Sustainable Transportation Planning During an Era of Technological Evolution
View/ Open
Abstract
“Sustainable Transportation Planning During an Era of Technological Evolution” provides an in-depth analysis spanning three pivotal chapters, each focusing on the nexus of climate change, transportation, and metropolitan planning. Chapter 2 delves into climate change's role in transportation plans. The literature reviews transportation’s effects on climate change and the significance of Metropolitan Planning Organization (MPO) transportation planning.

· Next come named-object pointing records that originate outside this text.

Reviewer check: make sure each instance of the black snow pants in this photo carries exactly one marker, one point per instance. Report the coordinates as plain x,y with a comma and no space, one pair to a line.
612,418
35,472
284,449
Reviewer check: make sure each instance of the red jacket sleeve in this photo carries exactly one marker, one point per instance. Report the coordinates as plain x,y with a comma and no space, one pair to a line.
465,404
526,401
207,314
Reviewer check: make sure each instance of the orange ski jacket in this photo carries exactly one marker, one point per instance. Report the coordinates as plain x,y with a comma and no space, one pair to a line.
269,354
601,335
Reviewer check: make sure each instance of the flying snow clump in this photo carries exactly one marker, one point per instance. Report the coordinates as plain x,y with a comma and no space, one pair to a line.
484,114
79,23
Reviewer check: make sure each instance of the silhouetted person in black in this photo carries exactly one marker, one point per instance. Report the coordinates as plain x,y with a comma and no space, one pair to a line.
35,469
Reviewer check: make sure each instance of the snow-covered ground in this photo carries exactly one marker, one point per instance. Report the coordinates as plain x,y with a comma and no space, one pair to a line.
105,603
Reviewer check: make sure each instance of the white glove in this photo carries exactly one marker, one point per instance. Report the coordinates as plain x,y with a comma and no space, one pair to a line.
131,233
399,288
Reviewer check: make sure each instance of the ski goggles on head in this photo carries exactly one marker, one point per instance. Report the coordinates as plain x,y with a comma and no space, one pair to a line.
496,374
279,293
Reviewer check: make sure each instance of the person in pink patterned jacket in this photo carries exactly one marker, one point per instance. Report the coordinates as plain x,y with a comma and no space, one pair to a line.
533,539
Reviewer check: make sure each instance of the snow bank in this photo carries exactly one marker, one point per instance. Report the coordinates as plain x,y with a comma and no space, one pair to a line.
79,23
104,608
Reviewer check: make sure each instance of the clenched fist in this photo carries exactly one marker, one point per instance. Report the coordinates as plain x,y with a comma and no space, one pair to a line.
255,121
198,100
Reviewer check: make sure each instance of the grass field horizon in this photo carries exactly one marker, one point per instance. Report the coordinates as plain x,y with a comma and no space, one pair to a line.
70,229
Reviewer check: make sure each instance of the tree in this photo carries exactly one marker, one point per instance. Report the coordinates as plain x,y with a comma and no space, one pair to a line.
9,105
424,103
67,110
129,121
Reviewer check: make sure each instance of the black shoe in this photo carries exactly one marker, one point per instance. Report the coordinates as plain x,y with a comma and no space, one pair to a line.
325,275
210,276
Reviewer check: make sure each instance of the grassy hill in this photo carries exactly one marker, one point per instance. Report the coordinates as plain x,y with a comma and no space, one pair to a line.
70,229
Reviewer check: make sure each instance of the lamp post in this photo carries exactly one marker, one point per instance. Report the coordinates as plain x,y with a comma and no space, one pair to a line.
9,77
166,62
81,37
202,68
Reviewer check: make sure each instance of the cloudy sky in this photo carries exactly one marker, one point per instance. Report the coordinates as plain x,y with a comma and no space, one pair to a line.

After identifying research gaps and ethical considerations, the chapter outlines a methodology employing Latent Dirichlet Allocation (LDA) model construction, text preprocessing, and evaluation metrics. Python’s Natural Language Processing (NLP) toolbox is utilized to analyze the contents of 42 long-range transportation plans. Semantic interpretations emphasize word frequencies, climate keywords, transportation plan similarities, and data visualizations, culminating in a discussion of the findings and research conclusions. Chapter 3 shifts to the modeling of autonomous vehicles (AV) concerning sustainable development. It reviews the implications of technological advancements on mobility, long-term planning, and urban expansion. The methodology presents land use forecasts, transportation modeling, and AV simulation parameters. Various scenarios, such as increased auto availability and decreased parking costs, are explored. A detailed discussion synthesizes these findings, leading to a research conclusion. Chapter 4 targets current MPO transportation planning activities, accentuating climate action. Data is collected via a PDF survey completed and returned by 13 of Wisconsin’s 14 MPOs. A description of the survey methodology is followed by an examination of the findings, offering key insights and latent thematic comparisons to the findings documented in Chapter 2 concerning climate action currently being taken by Wisconsin’s MPOs via their long-range transportation planning activities.